Embryonic (A–D) and adult (prepared from 7- and 15-month old mice; E–H) OBSCs were grown as neurospheres as described in Fig. 1. On days 4 (eOBSCs) or 7 (aOBSCs) the neurospheres were dissociated mechanically, and the cells were stained with PI and annexin V before they were analyzed by flow cytometry. Dot-plots show the percentage of viable, early and late apoptotic and dead cells in the cultures to which growth factors were added daily (A, E), every 2 days (B, F) or every 4 days (C, G). Graphs show the percentage of cells in each group (D, E13.5 OBSCs; H, aOBSCs). The results represent the mean ± SEM from 3–5 passages from 2 different cell cultures per condition. A decrease in the frequency of growth factor addition promoted significant cell death in aOBSCs but not in eOBSCs. *P<0.05 (One way ANOVA followed by post hoc analysis using Bonferronís test). PI = Propidium iodide.

Figure 6. Expression of Fgf-2, Egf and their receptors in aOBSCs and eOBSCs.

Embryonic OBSCs and adult OBSCs (prepared from 7- and 15-month old mice) were grown as neurospheres as described in Fig. 1. After mechanical dissociation on days 4 (eOBSC) or 7 (aOBSCs), mRNA was extracted from cells supplied with FGF-2/EGF every day (Ctr) and every 4 days (C4), and analyzed using real time RT-qPCR. The graphs show the relative mRNA levels of Fgf-2 (A), Fgfr1 (B), Fgfr2 (C), Fgfr3 (D), Egf (E) and Egfr (F) in Ctr and C4 cultures. aOBSCs partially starved of exogenous FGF-2/EGF expressed higher levels of endogenous Fgf-2 than controls. The results represent the mean ± SEM of 3 experiments. *P<0.05, **P<0.01 (two-tailed Student’s t-test).

Figure 7. RNA expression in aOBSCs reveals previously undescribed genes involved in NSC death, survival and the initiation of differentiation.

aOBSCs (prepared from 7- and 15-month old mice) were cultured and passaged as floating neurospheres as described in Fig. 1. The relative mRNA levels were analyzed using microarray and real time RT-qPCR techniques. (A) The heat map was generated using probes with a range of variation between samples of at least 2 and a FDR <0.01. The color bar at the top represents the gene expression in a log₂ scale: the higher the gene expression level, the redder the color. (B) Pairwise scatter plots of the C2 (top) and C4 (lower) conditions relative to the Ctr condition. The black lines define the boundaries of the two-fold changes in gene expression between paired samples. Genes up-regulated in ordinate versus abscissas samples are shown in red circles, while down-regulated genes are shown in green. Orange dots indicate the positions of some key genes, including markers of NSCs (Sox2 and Pax6) and of upregulated genes (Cox6a2, Pla2g7, Cryab, Ndrg2, Dscaml1 and Gpr17). The color bar to the right indicates the scattering density, whereby the higher the scattering density, the darker the blue color. (C) The pie chart shows the frequency of GO terms in the “biological process” category. (D) GO enrichment analysis revealed up to 10 GO terms that were statistically enriched in C4 cultures when compared with the controls. (E) The graph shows the relative changes in the mRNA levels of selected transcripts expressed in C2 and C4 cultures when compared with controls, and as measured by real time RT-qPCR. The aOBSCs supplemented every 4 days with growth factors exhibited alterations in genes involved in cell death and survival (Cryab), lipid catabolic processes (Pla2g7), cell adhesion (Dscaml1), cell differentiation (Dscaml1, Gpr17, S100b, Ndrg2) and signal transduction (Gpr17, Ndrg2). The results represent the mean ± SEM of 3 experiments.
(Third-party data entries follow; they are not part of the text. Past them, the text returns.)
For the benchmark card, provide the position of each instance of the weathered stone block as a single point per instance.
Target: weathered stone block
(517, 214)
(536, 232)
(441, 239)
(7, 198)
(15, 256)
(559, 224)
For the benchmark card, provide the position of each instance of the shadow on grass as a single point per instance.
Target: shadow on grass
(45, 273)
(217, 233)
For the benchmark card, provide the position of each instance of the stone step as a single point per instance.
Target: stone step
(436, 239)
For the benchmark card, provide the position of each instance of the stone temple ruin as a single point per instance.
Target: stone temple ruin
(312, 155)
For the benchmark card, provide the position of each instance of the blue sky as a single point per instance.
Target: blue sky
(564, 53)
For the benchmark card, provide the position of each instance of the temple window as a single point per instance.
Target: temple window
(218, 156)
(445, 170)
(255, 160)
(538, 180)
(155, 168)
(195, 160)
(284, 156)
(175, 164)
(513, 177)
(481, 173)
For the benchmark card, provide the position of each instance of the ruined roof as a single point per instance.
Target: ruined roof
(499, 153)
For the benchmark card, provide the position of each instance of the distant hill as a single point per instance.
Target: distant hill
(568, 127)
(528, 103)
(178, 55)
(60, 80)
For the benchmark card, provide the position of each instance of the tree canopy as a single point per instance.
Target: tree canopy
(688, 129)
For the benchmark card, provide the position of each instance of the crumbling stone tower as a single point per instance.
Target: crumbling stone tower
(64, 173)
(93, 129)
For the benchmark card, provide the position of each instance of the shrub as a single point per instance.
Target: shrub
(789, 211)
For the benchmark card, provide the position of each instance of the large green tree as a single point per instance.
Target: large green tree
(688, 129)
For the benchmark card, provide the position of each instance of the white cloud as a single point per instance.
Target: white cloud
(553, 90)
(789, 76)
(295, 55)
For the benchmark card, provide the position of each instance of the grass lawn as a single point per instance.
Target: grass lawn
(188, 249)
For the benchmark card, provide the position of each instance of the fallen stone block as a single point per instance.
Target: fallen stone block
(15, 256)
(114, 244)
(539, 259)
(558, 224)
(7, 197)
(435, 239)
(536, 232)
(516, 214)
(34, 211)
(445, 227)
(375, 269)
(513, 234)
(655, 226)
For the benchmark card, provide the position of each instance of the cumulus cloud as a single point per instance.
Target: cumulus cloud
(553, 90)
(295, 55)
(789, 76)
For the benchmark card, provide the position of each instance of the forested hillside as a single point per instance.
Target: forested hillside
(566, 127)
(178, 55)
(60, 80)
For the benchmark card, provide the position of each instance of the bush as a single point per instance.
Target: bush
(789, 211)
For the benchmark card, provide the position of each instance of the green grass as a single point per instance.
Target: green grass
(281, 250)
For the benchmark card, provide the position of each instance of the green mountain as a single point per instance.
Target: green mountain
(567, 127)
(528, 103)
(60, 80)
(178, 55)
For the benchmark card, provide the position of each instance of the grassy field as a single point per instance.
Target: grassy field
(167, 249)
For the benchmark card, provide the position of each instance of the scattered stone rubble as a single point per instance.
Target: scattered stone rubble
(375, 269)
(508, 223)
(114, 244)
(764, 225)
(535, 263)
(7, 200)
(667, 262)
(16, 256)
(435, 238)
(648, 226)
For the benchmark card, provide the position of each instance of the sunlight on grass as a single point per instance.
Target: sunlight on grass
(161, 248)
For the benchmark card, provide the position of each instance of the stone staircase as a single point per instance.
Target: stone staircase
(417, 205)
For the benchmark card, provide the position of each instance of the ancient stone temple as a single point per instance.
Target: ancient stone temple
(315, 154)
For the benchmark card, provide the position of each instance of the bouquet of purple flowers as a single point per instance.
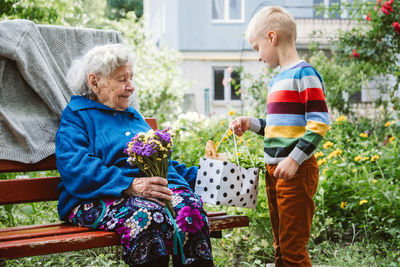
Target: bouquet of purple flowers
(149, 151)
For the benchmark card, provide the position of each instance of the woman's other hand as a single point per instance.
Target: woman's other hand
(240, 125)
(153, 188)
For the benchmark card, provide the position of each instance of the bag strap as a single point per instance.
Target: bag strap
(235, 143)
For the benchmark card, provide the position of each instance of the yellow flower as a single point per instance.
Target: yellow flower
(341, 118)
(335, 153)
(374, 157)
(358, 158)
(327, 144)
(321, 161)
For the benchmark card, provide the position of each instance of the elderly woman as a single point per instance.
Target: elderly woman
(99, 189)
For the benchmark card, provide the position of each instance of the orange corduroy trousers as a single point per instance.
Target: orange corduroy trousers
(291, 209)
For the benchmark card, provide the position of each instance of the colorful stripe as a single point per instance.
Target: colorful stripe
(284, 131)
(284, 96)
(286, 120)
(322, 117)
(297, 116)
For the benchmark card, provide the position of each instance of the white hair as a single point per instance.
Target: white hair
(102, 60)
(274, 18)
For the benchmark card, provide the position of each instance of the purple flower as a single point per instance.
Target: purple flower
(189, 220)
(164, 136)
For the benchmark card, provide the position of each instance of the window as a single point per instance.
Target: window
(226, 84)
(228, 11)
(333, 13)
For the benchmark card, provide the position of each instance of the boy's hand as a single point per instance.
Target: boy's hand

Figure 8. Maps of the KEGG significantly enriched pathways associated with genes upregulated in C4 versus control cultures.
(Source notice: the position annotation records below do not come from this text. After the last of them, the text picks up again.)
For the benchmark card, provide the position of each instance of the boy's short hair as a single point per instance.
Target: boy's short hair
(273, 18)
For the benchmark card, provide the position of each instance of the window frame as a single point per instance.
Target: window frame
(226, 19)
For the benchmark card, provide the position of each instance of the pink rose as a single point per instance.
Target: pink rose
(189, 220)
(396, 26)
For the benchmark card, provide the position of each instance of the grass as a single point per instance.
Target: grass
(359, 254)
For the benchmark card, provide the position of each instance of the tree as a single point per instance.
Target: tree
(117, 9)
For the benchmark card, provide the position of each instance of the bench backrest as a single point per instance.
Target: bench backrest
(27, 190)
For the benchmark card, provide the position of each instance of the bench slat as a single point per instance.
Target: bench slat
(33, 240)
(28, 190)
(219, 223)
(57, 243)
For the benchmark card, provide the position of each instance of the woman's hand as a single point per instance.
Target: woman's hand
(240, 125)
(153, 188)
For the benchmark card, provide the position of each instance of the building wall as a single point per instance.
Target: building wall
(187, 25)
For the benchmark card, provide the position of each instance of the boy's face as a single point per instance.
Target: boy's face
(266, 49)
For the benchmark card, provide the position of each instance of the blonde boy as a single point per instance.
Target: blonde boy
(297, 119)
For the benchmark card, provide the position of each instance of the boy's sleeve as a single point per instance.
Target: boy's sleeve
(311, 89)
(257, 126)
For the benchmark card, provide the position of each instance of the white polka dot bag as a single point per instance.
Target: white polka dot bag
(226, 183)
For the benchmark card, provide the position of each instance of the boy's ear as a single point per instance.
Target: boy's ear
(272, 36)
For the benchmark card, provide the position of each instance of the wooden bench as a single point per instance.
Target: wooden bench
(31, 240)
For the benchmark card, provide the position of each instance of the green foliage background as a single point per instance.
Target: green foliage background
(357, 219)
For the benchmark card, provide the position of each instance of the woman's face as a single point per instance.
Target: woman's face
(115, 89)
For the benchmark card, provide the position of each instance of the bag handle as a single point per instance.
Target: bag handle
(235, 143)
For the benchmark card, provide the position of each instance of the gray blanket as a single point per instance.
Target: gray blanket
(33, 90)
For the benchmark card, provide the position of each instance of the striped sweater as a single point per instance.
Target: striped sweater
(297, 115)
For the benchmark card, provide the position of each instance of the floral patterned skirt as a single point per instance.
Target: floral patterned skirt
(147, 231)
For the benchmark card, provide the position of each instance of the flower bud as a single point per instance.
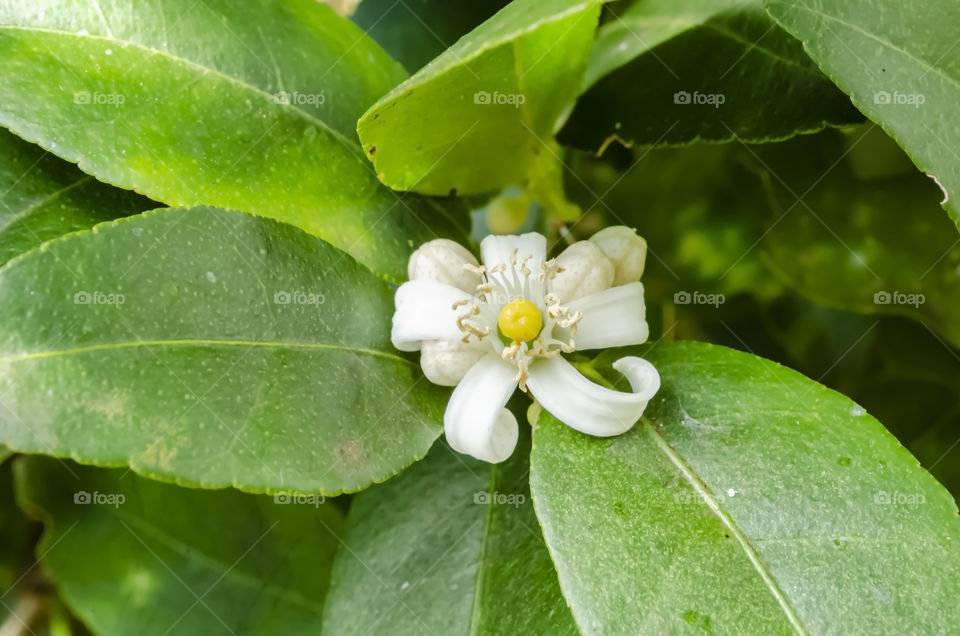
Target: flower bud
(442, 261)
(584, 270)
(625, 249)
(446, 362)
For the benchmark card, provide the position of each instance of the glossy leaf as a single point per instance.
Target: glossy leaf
(250, 107)
(211, 348)
(134, 556)
(859, 241)
(482, 115)
(672, 72)
(449, 547)
(42, 197)
(416, 32)
(748, 499)
(13, 529)
(900, 65)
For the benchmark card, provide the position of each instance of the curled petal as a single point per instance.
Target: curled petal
(626, 249)
(588, 407)
(442, 261)
(584, 270)
(615, 317)
(445, 362)
(424, 311)
(476, 422)
(497, 250)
The KEGG pathway enrichment analysis revealed two significantly enriched pathways with the following maps. (A) axon guidance (p = 6.274e-03; Dcc, Eph5a, Plxnb1, Plxnb3 and Srgap3); and (B) neuroactive ligand-receptor interaction (p = 1.834e−02; Adcyap1r1, Gabbr1, Grin3a, Grm3 and Lpar4). In each map the upregulated genes are depicted in red.